Monthly Archives

10 Articles

Posted by Anna Brandt on

Toolbar – the most important tools and how to use them #2

Release 1.7.1

Correcting layouts

If the basic text regions are drawn, they can be edited. If you select one of the text regions, the other tools on the toolbar will be enabled.

With 1 you can add one or more points to the selected shape (TR or BL!). All shapes consist of dots and straight lines connecting them. You can edit the shape by moving the dots. You can use this tool to make a polygon out of the basic text region, whatever fits best to the text block. Press 2 to remove a dot from the selected shape. This tool is especially useful for correcting or shortening baselines.

This is especially useful if you have split elements. With 3,4 and 5 it is possible to cut a selected shape. This is also possible for both text regions and baselines: 3 cuts horizontally, 4 vertically. With 5 you draw your own line, which does not necessarily have to be horizontal or vertical.

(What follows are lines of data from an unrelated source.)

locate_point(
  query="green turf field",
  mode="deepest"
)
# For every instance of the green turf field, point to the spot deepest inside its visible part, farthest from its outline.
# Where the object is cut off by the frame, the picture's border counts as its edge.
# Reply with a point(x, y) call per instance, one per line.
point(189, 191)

The last important tool (red circle) is the Merge tool. This is especially important if the automatic LA has split baselines in the image. You can  use Merge to reassemble all shapes. So baselines with baselines and text regions with text regions. To do this you have to mark the corresponding shapes, which you can do directly in the image or in the layout tab.

 

Tips & Tools
When splitting, note that the TR and BL can only be cut where they have lines. It is not possible to cut through the dots.
Be aware that when you split a shape Transkribus will automatically change the Reading Order. For example, if two TRs are made from one, a new reading order is started in each TR.

Posted by Anna Brandt on

Reading Order

Release 1.7.1

The Reading Order displays the order in which the HTR will read the lines in an image. This RO is created automatically during the layout analysis, but can also be changed manually later. With the automatic LA, the RO is determined by the coordinates of the lines in the image: the top line, which is furthest to the left, is number one, and so on.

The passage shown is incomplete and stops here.